2019 Android smartphones

The Vivo NEX 3 and Vivo NEX 3 5G are Android phablets developed by Vivo which were unveiled on 16 September 2019.

==Specifications==
===Design===
The NEX 3 and NEX 3 5G both have an aluminum frame and curved Gorilla Glass on the back and Schott Xensation® Up glass on the front. The curved edges of the display do not allow for physical power and volume buttons; pressure-sensitive haptic keys are implemented instead. A small button at the top of the device is situated next to the pop-up camera mechanism and is used for hard reset and screen lock only.

===Hardware & Software===
Internally, the Snapdragon 855+ and Adreno 640 are used, with a 4500 mAh battery powering both. The 5G model also has a vapor chamber dedicated to the modem. The NEX 3 is available with 128 GB of non-expandable UFS 3.0 storage and 8 GB of RAM, while the NEX 3 5G is available with 256 GB of non-expandable UFS 3.0 storage and 8 or 12 GB of RAM. Both can quick charge at 44W via USB-C, but do not have wireless charging. Biometric options comprise an updated in-display optical fingerprint reader and facial recognition. The phones' rear cameras are housed in a centered circular module, consisting of a 64 MP main sensor, a 13 MP ultrawide sensor and a 13 telephoto sensor. A pop-up camera hides the 16 MP front sensor and a flash. The mechanism has been improved and is now faster and more durable, taking 0.65 seconds to operate. Both devices have one screen, lacking their predecessor's dual-screen functionality. The Vivo NEX 3 and NEX 3 5G have a 6.89" (175mm) FHD+ HDR10 display with a resolution of 1080 x 2256 pixels and a screen-body ratio of 93.6%. A Samsung-made Super AMOLED panel is used on both with a curved "Waterfall" design akin to the Mate 30 Pro's. Edge detection and palm rejection are implemented to prevent accidental touches. The phones' rear cameras are housed in a centered circular module, consisting of a 64 MP main sensor, a 13 MP ultrawide sensor and a 13 telephoto sensor. OIS is not present on any of the sensors. A pop-up camera hides the 16 MP front sensor and a flash. The mechanism has been improved and is now faster and more durable, taking 0.65 seconds to operate.

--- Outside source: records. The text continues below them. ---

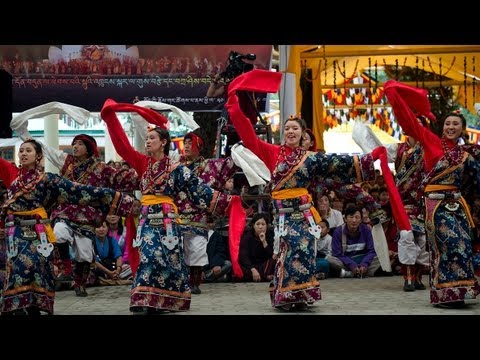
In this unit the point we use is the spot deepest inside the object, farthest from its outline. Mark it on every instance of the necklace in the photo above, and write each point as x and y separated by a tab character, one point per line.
27	181
285	163
150	178
74	168
453	154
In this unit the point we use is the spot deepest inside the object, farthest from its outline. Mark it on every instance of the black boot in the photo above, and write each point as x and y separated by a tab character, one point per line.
409	276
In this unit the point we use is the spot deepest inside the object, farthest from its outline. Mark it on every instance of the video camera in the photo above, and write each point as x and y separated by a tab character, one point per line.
237	65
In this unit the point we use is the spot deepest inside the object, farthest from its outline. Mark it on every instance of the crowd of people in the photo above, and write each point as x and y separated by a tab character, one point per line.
85	226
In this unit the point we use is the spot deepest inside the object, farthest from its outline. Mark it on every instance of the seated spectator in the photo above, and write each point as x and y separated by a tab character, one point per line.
256	250
353	253
219	265
334	217
324	250
108	266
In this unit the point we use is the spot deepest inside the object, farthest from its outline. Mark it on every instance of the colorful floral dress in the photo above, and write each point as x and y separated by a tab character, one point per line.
161	280
29	271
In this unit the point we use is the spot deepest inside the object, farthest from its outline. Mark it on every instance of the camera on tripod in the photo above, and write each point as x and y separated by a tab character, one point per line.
237	65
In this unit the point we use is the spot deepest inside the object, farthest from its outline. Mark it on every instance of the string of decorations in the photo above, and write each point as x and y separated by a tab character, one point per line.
334	83
474	79
423	73
465	79
440	60
325	59
370	83
305	71
344	75
440	69
416	70
396	69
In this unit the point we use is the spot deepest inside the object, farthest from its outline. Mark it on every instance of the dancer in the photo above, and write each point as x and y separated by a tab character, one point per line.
161	280
293	170
29	284
451	170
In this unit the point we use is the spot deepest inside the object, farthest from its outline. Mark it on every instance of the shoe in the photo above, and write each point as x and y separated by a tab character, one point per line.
419	286
408	286
301	306
344	273
196	290
33	311
451	305
64	278
80	291
138	310
320	276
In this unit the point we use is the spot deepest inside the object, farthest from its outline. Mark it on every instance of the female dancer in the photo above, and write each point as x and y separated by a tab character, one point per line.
29	284
451	171
293	171
161	281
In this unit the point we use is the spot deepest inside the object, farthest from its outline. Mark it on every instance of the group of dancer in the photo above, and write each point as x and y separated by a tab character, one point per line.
179	197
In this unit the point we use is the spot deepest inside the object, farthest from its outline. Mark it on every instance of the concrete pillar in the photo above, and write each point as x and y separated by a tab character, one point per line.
288	101
50	127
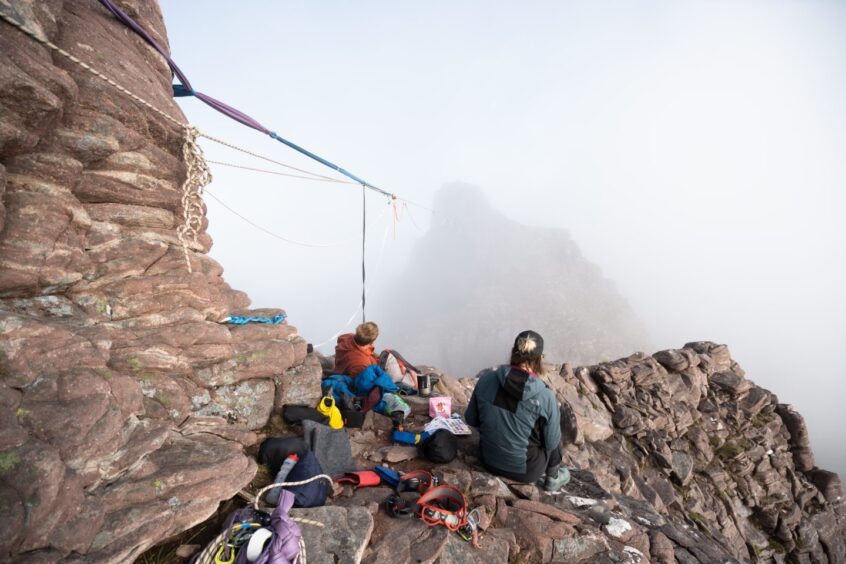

Both phones run on Android 9.0 "Pie" with Vivo's Funtouch 9.1 skin.

==Successor==
Vivo announced the NEX 3S 5G on 10 March 2020 as a hardware revision of the NEX 3 5G. The device features an upgraded Snapdragon 865 SoC, Android 10 with Funtouch 10 and HDR10+ support for the display, and benefits from newer LPDDR5 RAM, UFS 3.1 and Bluetooth 5.1. The design remains the same, although there is now an orange color variant.